Anh-Thi DINH

IBM Data Course 9: Applied Data Science Capstone

Posted on 17/05/2019, in Data Science, Python, Machine Learning.

This note was first taken when I learnt the IBM Data Professional Certificate course on Coursera.

settings_backup_restore Go back to Course 8 (week 4 to 6).

Week 1 : Introduction to Capstone Project

  • You live on the west side of the city of Toronto in Canada.

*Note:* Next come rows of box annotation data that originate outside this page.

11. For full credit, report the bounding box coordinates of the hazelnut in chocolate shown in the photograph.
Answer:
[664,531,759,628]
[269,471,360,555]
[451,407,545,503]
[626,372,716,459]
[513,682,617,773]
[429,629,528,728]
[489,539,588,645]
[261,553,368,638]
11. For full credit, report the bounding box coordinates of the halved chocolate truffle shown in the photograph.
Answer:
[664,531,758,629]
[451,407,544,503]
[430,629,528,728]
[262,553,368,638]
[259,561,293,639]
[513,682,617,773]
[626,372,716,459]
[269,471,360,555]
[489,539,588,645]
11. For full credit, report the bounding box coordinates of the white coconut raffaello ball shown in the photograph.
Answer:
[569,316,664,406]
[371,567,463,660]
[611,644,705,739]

You love your neighborhood
    • Now say you receive a job offer from a great company on the other side.
    • However given the far distance from your current place
    • You must move if you decide to accept the offer.
    • The neighborhoods on the other side of the city that are exactly the same as your current neighborhood? and if not perhaps similar neighborhoods that are at least closer to your new job?
  • Name : Battle of the neighborhoods
  • Jobs:
    • Segment a city into different neighborhoods using the geographical coordinates of the center of each neighborhood.
    • Using a combination of location data and machine learning, you will group the neighbourhoods into clusters
  • 5 modules
    • Module 1 to 3: learn additional skills.
    • Module 4 & 5: the project.

Location Data Providers

  • Location data is data describing places and venues, such as their geographical location, their category, working hours, full address, and so on, such that for a given location given in the form of its geographical coordinates (or latitude and longitude values) one is able to determine what types of venues exist within a defined radius from that location. Example of location data
  • Location data provider: Foursquare, Google places, Yelp
    • Rate limit: How many API calls you can make (per hour, per day)
    • Cost: How much does it cost?
    • Coverage: how many countries or geographical locations the location data set covers.
    • Accuracy: how accurate is the location data provided
    • Update frequecy: How often the data are updated?
  • In this project, we use Foursquare.
  • My assignment: create a repository with a jupyter notebook on Github.

Week 2 : Foursquare API

Introduction to Foursquare

Using Foursquare API

What we can do?

  1. Search for a specific type of venue around a given location - Regular
  2. Learn more about a specific venue - Premium.
  3. Learn more about a specific Foursquare user - Regular
  4. Explore a given location - Regular
  5. Explore trending venues around a given location - Regular


API-search 2

API-search 3

API-search 4

API-search 5

API-search 6

LAB : Foursquare API

Learning FourSquare API with Python

Week 3 : Neighborhood Segmentation and Clustering

Assignment : Segmenting and Clustering Neighborhoods in Toronto

My solution for this assignment

  • unlike New York, the neighborhood data is not readily available on the internet
  • a Wikipedia page exists that has all the information we need to explore and cluster the neighborhoods in Toronto. You will be required to scrape the Wikipedia page and wrangle the data, clean it, and then read it into a pandas dataframe so that it is in a structured format like the New York dataset.
  • Use this tool and this tutorial to scrap.
  • Or use this tutorial to scrap a table in a wiki page.
  • How to couple BeautifulSoup with pandas dataframe, check this.

Install beatifulsoup4

pip install beautifulsoup4

# It should return something like "Requirement already satisfied: beautifulsoup4 in c:\programdata\anaconda3\lib\site-packages (4.6.0)"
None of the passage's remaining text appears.